I still have a relationship with you. A 12 gauge can end a lot of things but not that. That doesn’t die. I still talk to you. I can’t believe a 19 year old kid could teach me so much, and I’m still learning. About The Will To Live vs. The Will To Not Die. There’s a difference. I’m 49, old enough to be your father now, crawling death-quick into middle age, and you’ll always be 19. I’m a mess now, you would laugh. MS and depression and kidney stones. Elizabethians believed kidney stones were the residue of unshed tears. I wish I could cry more and care less.

19 is so young, too young. I still remember where I was when I heard you were dead. Still remember who I was. In those last few months you seemed to be doing better. You had a small, constant smile on your face, a glow around you. We sat in Country Kitchen in the middle of the night, shoved quarters into the little jukebox at our table and played ”Born To Be Wild,” twenty eight times in a row. Thirty years of experience later, I understand you had the grace of someone who had surrendered, and the smile was the private joke that you were beyond all pain. On dark nights I’ve asked: “Please, God. Give me that smile.” But the price is too high, not just for me, for all of us. So I carry it, and try to find some peace even in the weight. Learning that the demons come out at night, but so do the muses. But please, God. No more nights like those. I wanted to do the same over the years. Take the easy way out. Tried in different ways to “catch up.” I always felt left behind. I came close more than once. One of my friends said: “If we started digging your grave every time we thought you were gonna die, we’d be eating chop suey in China.” But I’m still here. Jimi Hendrix said: “If I’m free it’s only because I keep running.”
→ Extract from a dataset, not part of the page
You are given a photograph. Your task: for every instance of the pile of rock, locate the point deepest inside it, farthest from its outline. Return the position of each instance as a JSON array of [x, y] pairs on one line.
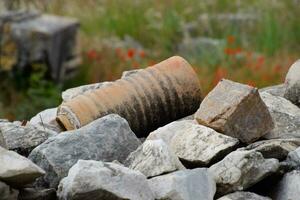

It’s easy to die, everybody dies. It’s harder to live. You left me in it, up to my neck. But you’re still my friend and I miss you. I’ve searched but can’t find any photos and I’ve forgetten what you looked like. I never got to say “goodbye.”

And even though I sometimes don’t know why, except that you would want me to, I will keep getting up every morning, and keep making decisions, even if they’re the wrong ones. I’ll keep reaching through the flames, keep living every day in spite of you, because of you, for you.